Mon cerveau pris un moment à assimiler ses mots. Gay ? C'était violent comme coming-out, plus, comme première approche avec quelqu'un qu'il ne connait pas. Et ce n'est clairement pas une chose à faire à un inconnu. Il ne l'a dit sur aucun ton, enfin si, sur un ton neutre, comme on dit une chose banale. A-t-il pris l'habitude de proclamer son orientation avant de faire connaissance avec n'importe qui ? Non, c'est clairement n'importe quoi. Pourtant je ne pouvais pas dire que c'était faux. Je décide de rentrer entièrement dans son jeu. Après tout, ce n'est pas censé être un secret, mais davantage un détail, même pas un sujet tabou.

«— Ouais, qu'est ce qui te faisait penser ça ? 

Il haussa les épaules.

— Y'avait un gars dans ma classe, il y a deux ans. Tu étais en première année à la Fac pas vrai ?»

Aussitôt j'allumai ma lampe et éclairai son visage. Il était de ma fac ? Ma mâchoire se crispa à sa vue. Je papillonais des yeux un instant, hurlant en mon for intérieur de me rendre une vue normale, car j'hallucinais. Mais rien ne changea. YoonGi détacha son regard du mur et me regarda, sourcils froncés et yeux plissés dû à la forte luminosité.

«— Il s'appelait JungKook. Je le connaissais... Vaguement. Tu es sorti avec lui. Donc tu es gay. Voilà ce qui m'a fait penser ça.»

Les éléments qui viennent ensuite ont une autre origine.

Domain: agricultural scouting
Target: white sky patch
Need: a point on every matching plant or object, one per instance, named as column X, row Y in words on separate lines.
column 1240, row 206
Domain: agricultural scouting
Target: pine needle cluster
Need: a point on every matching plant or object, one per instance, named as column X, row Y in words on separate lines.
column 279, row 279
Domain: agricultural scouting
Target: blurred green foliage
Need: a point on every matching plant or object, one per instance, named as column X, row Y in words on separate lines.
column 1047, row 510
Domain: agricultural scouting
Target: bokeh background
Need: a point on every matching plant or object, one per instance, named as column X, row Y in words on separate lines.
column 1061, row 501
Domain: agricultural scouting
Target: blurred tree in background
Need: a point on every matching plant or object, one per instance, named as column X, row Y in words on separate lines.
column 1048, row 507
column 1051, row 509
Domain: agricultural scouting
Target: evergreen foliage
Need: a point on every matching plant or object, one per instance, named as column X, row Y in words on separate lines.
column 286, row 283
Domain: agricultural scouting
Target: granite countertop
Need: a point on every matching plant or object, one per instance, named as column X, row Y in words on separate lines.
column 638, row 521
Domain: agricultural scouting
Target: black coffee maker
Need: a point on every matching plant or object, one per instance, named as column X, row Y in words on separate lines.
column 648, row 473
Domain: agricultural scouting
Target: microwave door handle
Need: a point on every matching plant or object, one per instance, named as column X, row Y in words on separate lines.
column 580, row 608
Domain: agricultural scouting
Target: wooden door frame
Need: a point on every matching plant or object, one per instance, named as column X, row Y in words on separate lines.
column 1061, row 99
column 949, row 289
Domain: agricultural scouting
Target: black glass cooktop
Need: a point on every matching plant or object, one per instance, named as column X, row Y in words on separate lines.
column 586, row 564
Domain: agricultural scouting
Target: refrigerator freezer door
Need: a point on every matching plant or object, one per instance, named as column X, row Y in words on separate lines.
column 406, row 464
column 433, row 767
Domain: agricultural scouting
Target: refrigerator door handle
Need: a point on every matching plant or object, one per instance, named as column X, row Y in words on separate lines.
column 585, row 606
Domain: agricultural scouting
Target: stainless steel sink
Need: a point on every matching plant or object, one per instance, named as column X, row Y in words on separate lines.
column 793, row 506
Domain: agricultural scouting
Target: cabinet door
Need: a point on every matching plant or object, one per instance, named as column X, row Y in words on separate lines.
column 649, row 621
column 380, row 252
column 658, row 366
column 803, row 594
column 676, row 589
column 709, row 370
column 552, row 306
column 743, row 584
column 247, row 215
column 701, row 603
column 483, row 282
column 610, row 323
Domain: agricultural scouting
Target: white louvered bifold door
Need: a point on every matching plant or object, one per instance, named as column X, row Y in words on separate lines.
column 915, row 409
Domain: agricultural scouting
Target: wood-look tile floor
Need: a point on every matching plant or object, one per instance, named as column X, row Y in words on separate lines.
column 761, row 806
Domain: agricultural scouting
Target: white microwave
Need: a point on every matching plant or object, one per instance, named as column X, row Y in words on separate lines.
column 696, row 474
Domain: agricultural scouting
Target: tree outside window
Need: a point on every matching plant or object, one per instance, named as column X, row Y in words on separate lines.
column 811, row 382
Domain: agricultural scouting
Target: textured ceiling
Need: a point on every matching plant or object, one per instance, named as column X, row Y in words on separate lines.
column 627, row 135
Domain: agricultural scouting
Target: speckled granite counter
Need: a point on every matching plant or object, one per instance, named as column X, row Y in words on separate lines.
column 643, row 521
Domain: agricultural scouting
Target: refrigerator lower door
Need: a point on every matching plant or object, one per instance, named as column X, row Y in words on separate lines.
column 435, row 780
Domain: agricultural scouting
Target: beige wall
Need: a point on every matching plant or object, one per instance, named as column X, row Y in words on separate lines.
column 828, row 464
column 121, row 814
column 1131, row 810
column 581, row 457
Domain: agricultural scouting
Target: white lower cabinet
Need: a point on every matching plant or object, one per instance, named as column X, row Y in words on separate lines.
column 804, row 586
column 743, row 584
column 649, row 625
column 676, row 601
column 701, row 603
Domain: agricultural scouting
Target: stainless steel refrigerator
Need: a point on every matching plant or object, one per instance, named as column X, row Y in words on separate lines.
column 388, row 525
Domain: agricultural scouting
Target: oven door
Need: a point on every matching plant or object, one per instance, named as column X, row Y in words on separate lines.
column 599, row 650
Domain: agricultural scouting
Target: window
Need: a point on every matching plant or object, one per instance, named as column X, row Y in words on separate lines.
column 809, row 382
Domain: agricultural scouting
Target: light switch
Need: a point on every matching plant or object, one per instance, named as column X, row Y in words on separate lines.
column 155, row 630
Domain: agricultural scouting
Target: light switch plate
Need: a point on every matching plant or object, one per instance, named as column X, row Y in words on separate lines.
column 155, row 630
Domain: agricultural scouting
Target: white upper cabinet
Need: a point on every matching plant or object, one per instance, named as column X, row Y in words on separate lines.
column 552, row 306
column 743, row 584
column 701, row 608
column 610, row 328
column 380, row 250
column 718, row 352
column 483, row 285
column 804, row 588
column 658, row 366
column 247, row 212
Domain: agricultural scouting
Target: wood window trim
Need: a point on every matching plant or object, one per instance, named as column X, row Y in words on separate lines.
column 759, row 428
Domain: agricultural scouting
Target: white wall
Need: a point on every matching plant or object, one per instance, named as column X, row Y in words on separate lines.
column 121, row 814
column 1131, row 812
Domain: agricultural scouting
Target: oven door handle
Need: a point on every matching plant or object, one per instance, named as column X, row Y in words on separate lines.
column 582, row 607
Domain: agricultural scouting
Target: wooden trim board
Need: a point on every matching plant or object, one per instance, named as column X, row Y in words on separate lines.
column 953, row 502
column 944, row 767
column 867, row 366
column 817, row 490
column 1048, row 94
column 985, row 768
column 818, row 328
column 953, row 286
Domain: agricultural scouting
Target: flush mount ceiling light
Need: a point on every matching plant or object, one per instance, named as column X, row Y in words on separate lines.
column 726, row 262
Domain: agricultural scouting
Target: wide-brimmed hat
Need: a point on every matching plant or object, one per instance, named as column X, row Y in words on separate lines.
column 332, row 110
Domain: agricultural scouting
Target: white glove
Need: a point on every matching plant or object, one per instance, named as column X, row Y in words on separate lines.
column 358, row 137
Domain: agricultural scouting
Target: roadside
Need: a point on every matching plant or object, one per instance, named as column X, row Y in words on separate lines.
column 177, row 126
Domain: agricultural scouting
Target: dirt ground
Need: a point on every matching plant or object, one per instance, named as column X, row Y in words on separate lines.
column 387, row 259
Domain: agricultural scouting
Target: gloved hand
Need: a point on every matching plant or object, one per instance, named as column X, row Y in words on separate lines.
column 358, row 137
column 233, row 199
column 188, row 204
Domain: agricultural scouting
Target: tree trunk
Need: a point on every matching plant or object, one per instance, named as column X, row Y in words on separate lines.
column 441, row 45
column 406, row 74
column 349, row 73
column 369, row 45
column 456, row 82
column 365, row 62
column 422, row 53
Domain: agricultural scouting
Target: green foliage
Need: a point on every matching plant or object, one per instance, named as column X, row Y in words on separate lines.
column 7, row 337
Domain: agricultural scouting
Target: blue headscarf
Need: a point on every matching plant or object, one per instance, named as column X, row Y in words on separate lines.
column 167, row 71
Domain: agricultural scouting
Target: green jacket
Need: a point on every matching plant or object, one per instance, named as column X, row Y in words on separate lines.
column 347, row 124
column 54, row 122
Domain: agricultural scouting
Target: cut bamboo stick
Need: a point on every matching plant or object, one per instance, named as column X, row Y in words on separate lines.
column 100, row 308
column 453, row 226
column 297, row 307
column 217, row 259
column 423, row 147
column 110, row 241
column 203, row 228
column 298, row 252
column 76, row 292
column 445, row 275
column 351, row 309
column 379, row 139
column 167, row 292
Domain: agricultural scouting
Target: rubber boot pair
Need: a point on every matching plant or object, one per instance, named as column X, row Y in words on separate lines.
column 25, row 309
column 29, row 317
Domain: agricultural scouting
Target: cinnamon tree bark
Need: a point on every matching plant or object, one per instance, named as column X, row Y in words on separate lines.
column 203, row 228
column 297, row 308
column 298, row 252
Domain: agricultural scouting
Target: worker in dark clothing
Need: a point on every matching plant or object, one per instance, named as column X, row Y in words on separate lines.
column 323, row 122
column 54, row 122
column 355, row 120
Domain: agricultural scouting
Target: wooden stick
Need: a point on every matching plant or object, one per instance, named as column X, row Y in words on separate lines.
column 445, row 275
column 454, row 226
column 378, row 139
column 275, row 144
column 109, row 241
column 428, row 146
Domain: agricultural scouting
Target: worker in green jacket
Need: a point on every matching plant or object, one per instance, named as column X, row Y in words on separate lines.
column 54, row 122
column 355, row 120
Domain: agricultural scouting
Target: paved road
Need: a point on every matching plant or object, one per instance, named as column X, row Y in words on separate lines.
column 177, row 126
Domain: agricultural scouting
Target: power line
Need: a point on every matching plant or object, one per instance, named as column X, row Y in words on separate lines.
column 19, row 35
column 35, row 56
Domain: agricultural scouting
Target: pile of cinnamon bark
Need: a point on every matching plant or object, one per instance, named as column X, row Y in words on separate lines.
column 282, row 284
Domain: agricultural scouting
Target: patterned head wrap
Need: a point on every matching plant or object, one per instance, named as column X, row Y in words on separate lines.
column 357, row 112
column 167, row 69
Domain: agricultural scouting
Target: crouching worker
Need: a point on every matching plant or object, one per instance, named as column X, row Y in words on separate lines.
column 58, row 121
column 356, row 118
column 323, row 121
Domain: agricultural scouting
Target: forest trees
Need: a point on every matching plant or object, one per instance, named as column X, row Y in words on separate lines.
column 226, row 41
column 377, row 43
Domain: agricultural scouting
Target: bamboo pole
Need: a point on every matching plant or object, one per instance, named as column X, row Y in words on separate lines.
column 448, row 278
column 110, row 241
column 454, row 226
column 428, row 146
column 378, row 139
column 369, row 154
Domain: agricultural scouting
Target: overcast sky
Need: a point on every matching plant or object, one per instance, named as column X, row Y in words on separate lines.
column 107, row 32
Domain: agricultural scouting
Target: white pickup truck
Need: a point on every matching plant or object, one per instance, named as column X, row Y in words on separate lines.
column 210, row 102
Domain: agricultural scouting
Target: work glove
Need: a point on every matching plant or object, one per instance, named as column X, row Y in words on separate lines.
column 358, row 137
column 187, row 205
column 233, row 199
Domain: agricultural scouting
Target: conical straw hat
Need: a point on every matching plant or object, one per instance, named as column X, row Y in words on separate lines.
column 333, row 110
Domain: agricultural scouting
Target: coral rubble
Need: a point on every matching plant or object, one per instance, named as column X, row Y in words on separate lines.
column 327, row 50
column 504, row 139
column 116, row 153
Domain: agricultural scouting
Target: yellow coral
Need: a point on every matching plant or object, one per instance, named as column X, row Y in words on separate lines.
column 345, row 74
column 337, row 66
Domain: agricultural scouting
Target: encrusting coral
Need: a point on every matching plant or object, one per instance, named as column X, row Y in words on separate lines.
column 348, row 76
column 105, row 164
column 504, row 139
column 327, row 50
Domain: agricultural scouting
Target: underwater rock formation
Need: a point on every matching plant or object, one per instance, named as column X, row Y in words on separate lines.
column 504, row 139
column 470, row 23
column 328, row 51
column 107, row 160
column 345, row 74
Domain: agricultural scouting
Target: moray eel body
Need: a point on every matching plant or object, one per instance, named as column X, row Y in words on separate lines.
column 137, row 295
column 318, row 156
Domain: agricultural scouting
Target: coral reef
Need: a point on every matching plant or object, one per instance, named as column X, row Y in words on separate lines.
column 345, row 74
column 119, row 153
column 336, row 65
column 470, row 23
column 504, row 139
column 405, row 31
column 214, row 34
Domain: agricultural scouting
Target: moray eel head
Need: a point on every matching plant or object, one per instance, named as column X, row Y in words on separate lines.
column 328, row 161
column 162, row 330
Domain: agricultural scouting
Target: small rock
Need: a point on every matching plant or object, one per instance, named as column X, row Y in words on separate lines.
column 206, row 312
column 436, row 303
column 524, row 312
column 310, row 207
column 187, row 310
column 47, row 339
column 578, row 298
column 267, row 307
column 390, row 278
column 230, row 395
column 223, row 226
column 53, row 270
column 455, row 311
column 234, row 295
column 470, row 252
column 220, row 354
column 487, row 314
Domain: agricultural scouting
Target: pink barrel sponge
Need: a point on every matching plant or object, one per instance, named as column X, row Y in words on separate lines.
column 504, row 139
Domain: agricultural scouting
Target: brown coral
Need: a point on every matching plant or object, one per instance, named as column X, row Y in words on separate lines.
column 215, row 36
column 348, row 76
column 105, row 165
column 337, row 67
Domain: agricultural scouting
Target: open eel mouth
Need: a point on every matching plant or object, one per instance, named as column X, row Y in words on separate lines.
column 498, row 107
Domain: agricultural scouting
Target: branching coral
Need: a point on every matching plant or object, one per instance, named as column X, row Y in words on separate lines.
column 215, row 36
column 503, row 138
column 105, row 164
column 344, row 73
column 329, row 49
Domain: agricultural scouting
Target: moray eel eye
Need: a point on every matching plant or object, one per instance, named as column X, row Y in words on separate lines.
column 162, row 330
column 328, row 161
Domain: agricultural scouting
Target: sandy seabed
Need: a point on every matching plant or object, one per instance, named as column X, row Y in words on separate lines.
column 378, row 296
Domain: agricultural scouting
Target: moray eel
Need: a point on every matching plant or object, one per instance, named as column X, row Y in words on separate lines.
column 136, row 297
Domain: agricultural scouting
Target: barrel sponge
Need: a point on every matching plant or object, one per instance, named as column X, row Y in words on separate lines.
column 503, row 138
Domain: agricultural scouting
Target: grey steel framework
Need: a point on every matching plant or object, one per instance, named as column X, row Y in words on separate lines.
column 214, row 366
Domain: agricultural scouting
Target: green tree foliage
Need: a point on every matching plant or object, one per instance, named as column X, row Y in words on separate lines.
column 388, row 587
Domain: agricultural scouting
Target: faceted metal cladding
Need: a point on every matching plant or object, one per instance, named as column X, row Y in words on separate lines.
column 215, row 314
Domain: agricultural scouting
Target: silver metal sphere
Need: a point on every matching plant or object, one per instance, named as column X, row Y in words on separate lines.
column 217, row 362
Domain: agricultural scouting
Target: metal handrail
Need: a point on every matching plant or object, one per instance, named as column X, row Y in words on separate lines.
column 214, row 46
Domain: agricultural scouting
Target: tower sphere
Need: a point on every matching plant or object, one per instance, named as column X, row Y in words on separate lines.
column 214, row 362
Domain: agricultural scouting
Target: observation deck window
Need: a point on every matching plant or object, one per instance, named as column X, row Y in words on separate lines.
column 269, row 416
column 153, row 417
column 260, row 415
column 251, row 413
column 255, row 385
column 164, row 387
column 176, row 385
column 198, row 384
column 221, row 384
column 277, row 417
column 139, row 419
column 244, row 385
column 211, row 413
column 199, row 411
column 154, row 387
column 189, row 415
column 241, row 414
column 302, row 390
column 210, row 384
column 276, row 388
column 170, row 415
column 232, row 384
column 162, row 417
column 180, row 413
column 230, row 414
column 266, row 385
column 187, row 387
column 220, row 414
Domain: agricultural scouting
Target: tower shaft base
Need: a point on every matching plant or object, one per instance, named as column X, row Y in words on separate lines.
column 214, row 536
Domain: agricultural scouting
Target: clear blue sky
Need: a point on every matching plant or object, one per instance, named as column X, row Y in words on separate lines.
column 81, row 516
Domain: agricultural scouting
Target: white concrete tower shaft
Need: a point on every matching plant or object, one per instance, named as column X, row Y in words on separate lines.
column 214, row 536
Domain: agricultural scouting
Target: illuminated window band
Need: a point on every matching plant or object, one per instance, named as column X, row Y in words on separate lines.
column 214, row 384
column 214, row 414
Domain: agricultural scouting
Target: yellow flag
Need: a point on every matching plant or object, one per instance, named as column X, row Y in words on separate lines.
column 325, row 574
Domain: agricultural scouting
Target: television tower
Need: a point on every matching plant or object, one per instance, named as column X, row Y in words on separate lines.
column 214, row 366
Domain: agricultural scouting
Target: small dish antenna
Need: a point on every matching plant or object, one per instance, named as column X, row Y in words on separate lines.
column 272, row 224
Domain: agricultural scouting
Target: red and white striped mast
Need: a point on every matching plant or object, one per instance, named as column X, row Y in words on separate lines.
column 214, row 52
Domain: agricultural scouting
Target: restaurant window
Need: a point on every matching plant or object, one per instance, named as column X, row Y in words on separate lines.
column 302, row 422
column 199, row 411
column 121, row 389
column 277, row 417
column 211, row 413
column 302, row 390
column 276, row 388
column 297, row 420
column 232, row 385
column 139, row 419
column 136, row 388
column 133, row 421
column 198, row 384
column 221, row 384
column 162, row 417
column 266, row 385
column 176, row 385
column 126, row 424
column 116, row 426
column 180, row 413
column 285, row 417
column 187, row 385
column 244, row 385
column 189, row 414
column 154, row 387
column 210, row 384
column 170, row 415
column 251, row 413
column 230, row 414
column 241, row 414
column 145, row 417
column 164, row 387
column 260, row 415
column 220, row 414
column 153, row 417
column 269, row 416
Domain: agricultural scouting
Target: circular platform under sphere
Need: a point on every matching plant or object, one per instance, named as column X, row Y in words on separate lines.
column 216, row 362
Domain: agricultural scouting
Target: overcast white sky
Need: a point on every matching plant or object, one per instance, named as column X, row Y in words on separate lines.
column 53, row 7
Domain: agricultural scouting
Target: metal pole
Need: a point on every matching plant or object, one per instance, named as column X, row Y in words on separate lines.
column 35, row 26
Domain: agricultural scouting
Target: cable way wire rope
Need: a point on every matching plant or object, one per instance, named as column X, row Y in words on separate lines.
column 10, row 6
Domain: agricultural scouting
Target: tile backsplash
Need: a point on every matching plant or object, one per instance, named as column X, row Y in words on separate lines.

Mes pupilles tremblèrent, provoquant un léger flou pendant quelques secondes. Le sol s'écroulait en dessous de moi. YoonGi ? Et... JungKook ? À la FAC ? La mienne ? J'explosais de rire. J'en avais marre de tomber de haut à cause de rencontres anodines, de coïncidences ou d'évidences. Franchement qu'est ce qu'il se passait dans ma vie en ce moment pour que je mérite ce genre de choses. Le fait que ce rire soit nerveux me provoqua une douleur crispée au ventre. YoonGi me fixait de haut, alors que je me pliais sur moi même, mains sur l'abdomen et avec une envie de pleurer grandissante. Voyant que je n'étais pas prêt de rajouter quoi que ce soit il parla, et je l'entendis clairement, même à travers mes ricanements.

«Je vous trouvais courageux de vous montrer. Mais JungKook n'allait pas être insulté de toute façon, il n'y avait rien à craindre par rapport à ça.»

J'arrêtais de gesticuler pour suivre ses paroles sur ses lèvres attentivement.

«L'attitude de la Fac était loin d'être hostile par rapport à votre homosexualité. J'aurai aimé moi aussi faire comme vous.»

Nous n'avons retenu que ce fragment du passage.